Bastien Guerin1,2, Peter Serano3,4, Maria I Iacono3, Todd Herrington2,5, Alik Widge2,6, Darin Dougherty2,6, Giorgio Bonmassar1,2, Leonardo M Angelone3, and Lawrence Wald1,2
1Radiology, Massachusetts General Hospital, Charlestown, MA, United States, 2Harvard Medical School, Boston, MA, United States, 3Division of Biomedical Physics, OSEL, CDRH, US Food and Drug Administration, Silver Spring, MD, United States, 4Mechanical Engineering, University of Maryland, College Park, MD, United States, 5Neurology, Massachusetts General Hospital, MA, United States, 6Psychiatry, Massachusetts General Hospital, MA, United States
Synopsis
We propose a semi-automatic processing pipeline for the
generation of realistic radiofrequency models of deep brain stimulation (DBS) patients.
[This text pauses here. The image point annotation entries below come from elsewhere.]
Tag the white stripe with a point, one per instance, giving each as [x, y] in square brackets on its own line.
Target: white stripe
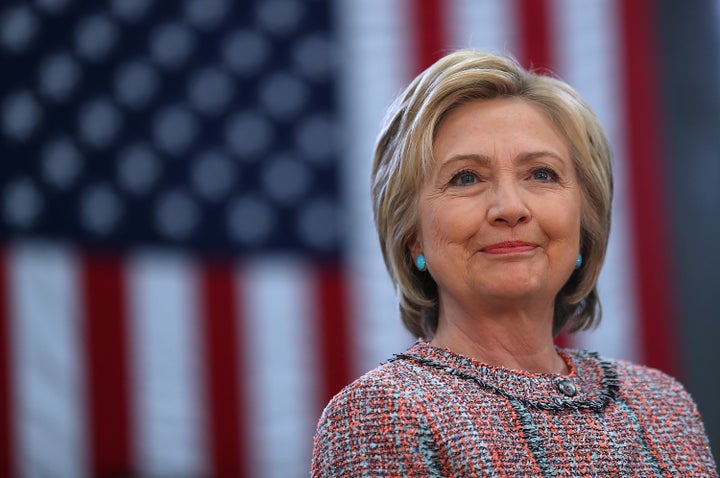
[278, 335]
[374, 39]
[482, 24]
[167, 365]
[47, 356]
[586, 45]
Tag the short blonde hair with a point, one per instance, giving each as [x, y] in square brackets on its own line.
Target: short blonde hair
[403, 156]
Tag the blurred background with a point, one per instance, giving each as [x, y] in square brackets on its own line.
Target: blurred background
[189, 268]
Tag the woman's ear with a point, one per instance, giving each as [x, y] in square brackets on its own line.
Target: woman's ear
[414, 245]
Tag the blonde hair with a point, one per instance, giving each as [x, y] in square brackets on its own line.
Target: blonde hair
[403, 156]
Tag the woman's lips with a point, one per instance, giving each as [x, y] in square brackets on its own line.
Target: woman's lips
[509, 247]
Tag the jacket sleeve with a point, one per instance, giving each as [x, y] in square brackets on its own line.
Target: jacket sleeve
[372, 429]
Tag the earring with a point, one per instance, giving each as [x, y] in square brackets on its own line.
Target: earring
[420, 263]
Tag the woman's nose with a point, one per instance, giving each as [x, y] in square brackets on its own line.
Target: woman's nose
[508, 206]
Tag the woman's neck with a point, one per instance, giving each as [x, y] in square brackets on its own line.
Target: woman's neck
[518, 340]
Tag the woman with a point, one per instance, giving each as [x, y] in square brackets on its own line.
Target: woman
[491, 193]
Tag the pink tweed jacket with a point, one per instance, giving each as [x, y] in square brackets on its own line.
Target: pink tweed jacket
[430, 412]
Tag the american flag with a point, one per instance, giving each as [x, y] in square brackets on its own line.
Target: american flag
[189, 268]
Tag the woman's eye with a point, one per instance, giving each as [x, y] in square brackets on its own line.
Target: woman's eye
[464, 178]
[545, 175]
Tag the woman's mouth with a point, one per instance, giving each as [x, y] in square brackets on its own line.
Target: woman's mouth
[509, 247]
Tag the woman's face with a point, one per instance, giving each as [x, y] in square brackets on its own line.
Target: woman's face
[500, 209]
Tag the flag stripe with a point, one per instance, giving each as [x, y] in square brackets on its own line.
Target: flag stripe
[104, 304]
[430, 36]
[375, 34]
[496, 17]
[331, 296]
[6, 371]
[280, 365]
[590, 63]
[533, 22]
[227, 444]
[167, 399]
[48, 404]
[645, 166]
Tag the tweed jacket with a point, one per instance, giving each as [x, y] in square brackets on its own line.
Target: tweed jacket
[430, 412]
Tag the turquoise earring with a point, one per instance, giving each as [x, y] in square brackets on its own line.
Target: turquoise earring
[420, 262]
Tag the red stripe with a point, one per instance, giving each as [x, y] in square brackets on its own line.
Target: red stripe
[331, 295]
[227, 444]
[645, 165]
[534, 25]
[107, 366]
[429, 36]
[6, 443]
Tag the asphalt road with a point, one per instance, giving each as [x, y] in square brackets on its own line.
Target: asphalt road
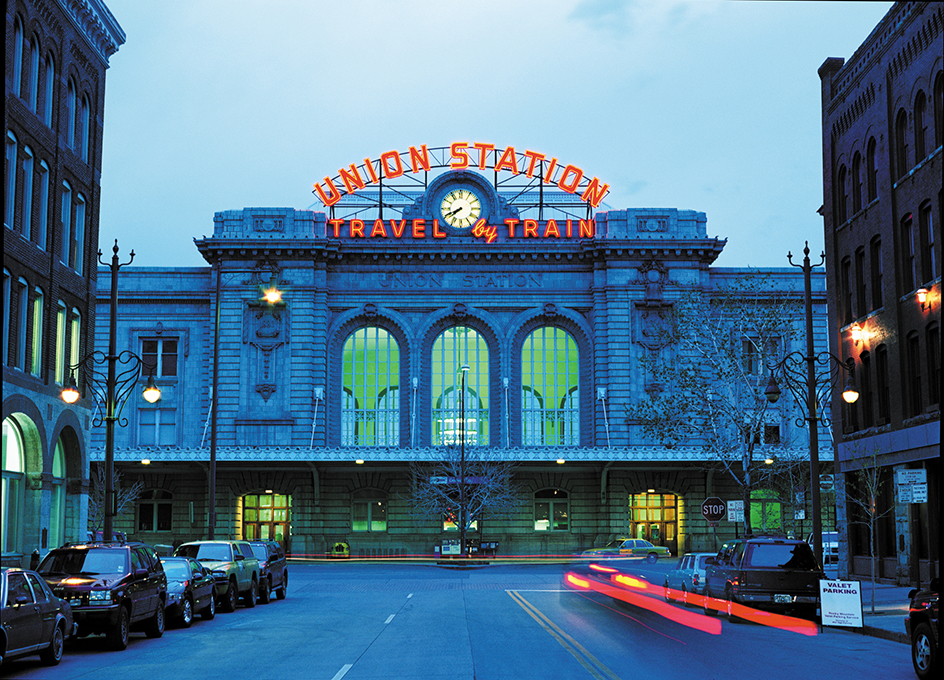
[381, 621]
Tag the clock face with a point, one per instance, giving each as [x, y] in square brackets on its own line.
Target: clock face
[460, 208]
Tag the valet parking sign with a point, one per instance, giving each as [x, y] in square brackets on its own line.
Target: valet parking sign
[841, 603]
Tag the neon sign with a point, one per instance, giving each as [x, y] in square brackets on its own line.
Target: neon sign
[392, 164]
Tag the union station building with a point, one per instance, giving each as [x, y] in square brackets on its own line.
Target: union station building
[410, 267]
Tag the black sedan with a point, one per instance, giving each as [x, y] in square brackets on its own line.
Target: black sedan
[32, 619]
[190, 590]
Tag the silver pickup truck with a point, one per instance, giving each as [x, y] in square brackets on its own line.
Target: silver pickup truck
[234, 567]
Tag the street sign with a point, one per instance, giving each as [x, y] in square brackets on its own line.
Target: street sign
[713, 509]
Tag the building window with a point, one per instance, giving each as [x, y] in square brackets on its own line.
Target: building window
[454, 348]
[157, 427]
[155, 510]
[26, 226]
[856, 183]
[926, 236]
[36, 366]
[50, 90]
[159, 357]
[875, 259]
[901, 143]
[10, 184]
[11, 498]
[881, 372]
[871, 170]
[934, 363]
[40, 239]
[842, 197]
[550, 414]
[921, 126]
[369, 510]
[908, 274]
[370, 406]
[551, 510]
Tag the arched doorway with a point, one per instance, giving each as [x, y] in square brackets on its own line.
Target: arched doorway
[654, 517]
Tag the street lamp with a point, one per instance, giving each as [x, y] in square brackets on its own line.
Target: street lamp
[816, 388]
[110, 388]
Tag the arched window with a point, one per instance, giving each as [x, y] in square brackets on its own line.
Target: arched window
[901, 144]
[11, 498]
[155, 510]
[551, 510]
[550, 366]
[50, 90]
[370, 388]
[36, 366]
[454, 349]
[57, 506]
[32, 94]
[369, 510]
[856, 183]
[10, 169]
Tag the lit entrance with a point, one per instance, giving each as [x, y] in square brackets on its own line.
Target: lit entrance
[267, 517]
[653, 517]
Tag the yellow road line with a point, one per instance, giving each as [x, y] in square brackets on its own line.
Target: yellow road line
[594, 666]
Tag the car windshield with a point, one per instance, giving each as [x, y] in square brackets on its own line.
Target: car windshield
[92, 562]
[780, 555]
[207, 552]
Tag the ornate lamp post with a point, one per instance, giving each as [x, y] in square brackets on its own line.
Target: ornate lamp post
[110, 388]
[810, 390]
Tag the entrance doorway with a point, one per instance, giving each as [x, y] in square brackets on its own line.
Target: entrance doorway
[654, 518]
[267, 516]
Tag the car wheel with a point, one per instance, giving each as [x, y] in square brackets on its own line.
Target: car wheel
[52, 655]
[265, 591]
[924, 652]
[209, 612]
[118, 637]
[186, 612]
[250, 599]
[155, 626]
[228, 603]
[281, 592]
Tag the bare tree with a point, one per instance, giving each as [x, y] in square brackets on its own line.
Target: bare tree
[706, 386]
[436, 489]
[126, 498]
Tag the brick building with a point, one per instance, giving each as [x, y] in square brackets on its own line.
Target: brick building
[882, 169]
[56, 56]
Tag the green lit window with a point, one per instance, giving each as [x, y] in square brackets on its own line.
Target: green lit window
[370, 393]
[550, 414]
[454, 348]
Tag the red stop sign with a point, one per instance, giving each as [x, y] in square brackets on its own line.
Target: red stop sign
[714, 509]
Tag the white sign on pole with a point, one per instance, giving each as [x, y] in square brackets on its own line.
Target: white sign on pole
[841, 603]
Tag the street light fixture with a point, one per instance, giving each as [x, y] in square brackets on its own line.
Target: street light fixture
[110, 388]
[817, 388]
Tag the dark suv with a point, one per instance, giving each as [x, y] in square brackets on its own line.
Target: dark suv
[770, 573]
[112, 587]
[273, 569]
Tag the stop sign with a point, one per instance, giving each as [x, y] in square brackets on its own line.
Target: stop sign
[714, 509]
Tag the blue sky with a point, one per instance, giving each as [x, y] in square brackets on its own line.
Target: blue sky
[216, 105]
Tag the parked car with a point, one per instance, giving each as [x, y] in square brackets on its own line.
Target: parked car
[32, 619]
[688, 575]
[234, 567]
[921, 625]
[273, 569]
[629, 547]
[112, 587]
[191, 589]
[770, 573]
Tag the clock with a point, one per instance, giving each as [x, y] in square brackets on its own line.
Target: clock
[461, 207]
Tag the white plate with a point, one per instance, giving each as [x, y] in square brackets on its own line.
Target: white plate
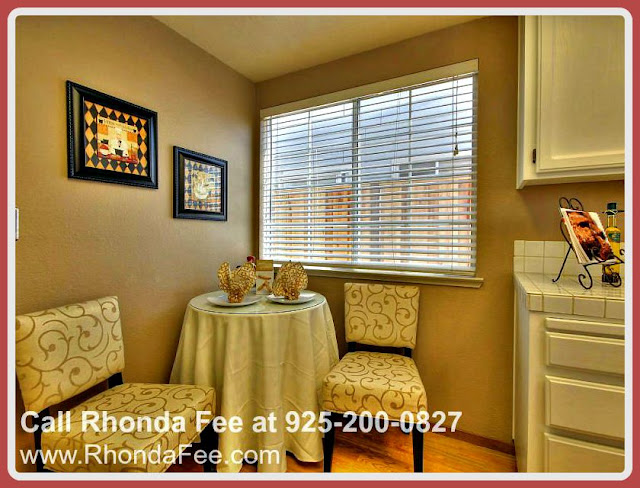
[223, 301]
[305, 296]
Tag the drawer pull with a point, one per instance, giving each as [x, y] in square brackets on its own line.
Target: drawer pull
[584, 352]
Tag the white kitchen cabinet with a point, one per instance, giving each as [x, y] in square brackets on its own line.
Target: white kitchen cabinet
[569, 384]
[571, 99]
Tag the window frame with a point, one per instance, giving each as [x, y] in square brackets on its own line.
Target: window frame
[355, 272]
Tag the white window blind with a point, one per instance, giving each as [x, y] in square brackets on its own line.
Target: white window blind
[386, 181]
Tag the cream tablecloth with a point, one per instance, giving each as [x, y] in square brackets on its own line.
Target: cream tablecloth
[261, 358]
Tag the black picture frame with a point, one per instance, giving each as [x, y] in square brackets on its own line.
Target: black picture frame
[184, 205]
[90, 159]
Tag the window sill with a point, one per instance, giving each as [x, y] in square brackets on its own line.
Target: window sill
[396, 276]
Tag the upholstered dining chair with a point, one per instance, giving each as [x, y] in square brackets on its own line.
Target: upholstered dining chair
[374, 382]
[62, 352]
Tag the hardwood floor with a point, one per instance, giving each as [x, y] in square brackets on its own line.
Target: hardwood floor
[391, 453]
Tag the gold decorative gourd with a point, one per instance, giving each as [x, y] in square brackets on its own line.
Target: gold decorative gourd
[290, 281]
[238, 282]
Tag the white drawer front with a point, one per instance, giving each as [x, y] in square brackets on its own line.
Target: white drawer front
[585, 326]
[583, 406]
[564, 455]
[584, 352]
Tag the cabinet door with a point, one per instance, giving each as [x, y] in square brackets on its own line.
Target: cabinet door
[580, 93]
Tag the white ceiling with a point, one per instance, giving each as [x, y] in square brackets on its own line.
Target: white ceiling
[264, 47]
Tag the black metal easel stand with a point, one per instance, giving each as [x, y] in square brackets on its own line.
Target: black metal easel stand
[585, 279]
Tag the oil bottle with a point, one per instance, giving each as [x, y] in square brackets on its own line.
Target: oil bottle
[611, 272]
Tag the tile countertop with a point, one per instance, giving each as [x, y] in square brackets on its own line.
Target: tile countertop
[568, 297]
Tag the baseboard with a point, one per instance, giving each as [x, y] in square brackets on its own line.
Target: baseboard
[506, 447]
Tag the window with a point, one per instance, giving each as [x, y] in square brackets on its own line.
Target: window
[382, 182]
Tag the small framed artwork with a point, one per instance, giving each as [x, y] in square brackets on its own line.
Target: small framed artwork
[199, 186]
[110, 140]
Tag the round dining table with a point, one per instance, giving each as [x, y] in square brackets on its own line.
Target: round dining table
[264, 359]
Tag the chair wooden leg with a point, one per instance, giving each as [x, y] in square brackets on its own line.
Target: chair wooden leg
[328, 441]
[418, 449]
[209, 442]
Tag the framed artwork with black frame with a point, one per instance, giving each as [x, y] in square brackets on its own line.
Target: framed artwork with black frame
[199, 186]
[110, 140]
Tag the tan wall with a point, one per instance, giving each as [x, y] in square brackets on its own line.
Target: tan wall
[464, 349]
[80, 239]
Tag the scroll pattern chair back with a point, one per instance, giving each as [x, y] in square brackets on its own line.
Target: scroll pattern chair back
[381, 315]
[64, 351]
The whole process takes ~72 hours for model generation and field computation
and models the exact DBS path, without intersections, the internal structure of
the implant and the patient’s anatomical structures (e.g., brain, bones,
muscles, lungs). We show that simplification of the DBS implant model results
in high (up to 75%) differences in the estimation of energy absorption. The
proposed framework allows for fast and precise modeling, which may be needed,
pending experimental validation, to evaluate MRI RF-induced heating.
Target audience
MR
physicists & RF engineers.Purpose
Current MRI RF safety studies of deep brain
stimulation (DBS) patients rely on simplistic implant geometries with simplified
internal structures [1-5] and lead paths (e.g., no loops [1-3] and no extension
cables, resulting in incorrect electric length [1-5]). Additionally, no modeling
of the implant pulse generator (IPG) [1,4,5] is included. We propose a
semi-automatic pipeline for generating anatomically precise models of both the
DBS implant and the patient’ anatomy from a CT and a MRI T1 head image and
assess the impact of model simplification on SAR prediction.Methods
DBS
implant:
From a post-surgical CT volume of a DBS patient, we extracted a wireframe path
of the implant leads by 1) thresholding of the CT data and 2) skeletonization of
the resulting binary mask. This wireframe representation of the left and right DBS
lead paths may self-intersect however, because of the limited resolution of the
CT image. We automatically corrected these topological defects by solving an
optimization problem that finds the closest path to the initial wireframe path
but does not self-intersect (non-convex quadratic optimization with thousands
of quadratic constraints accelerated using a GPU). We then added the internal
details of the DBS implant and the IPG onto this wireframe model. Patient
anatomy: From the CT data, we segmented bones, air and soft tissues using the
EM segmenter with training (no atlas) of 3D Slicer [7]. Additionally, we
segmented the white matter, grey matter and CSF from a T1 MRI image of the same
patient using 3D Slicer’ brain segmenter with atlas [7]. We generated surface
meshes of the tissue classes using the marching cube algorithm, which we then simplified
using MeshMixer. Coil: We modeled a 3 T head birdcage transmit coil using
a co-simulation process based on HFSS and ADS [8,9].Results
Fig. 1 shows the CT-derived wireframe model of
the DBS path (black lines) as well as the topology-corrected paths in blue
(left lead) and red (right lead). The blue and red arrows show path
displacements enforced by the topology correction algorithm to remove
intersections. Both intersections within a single lead and between the two
bilateral leads are removed by the optimizer, as visible in the zoom inserts.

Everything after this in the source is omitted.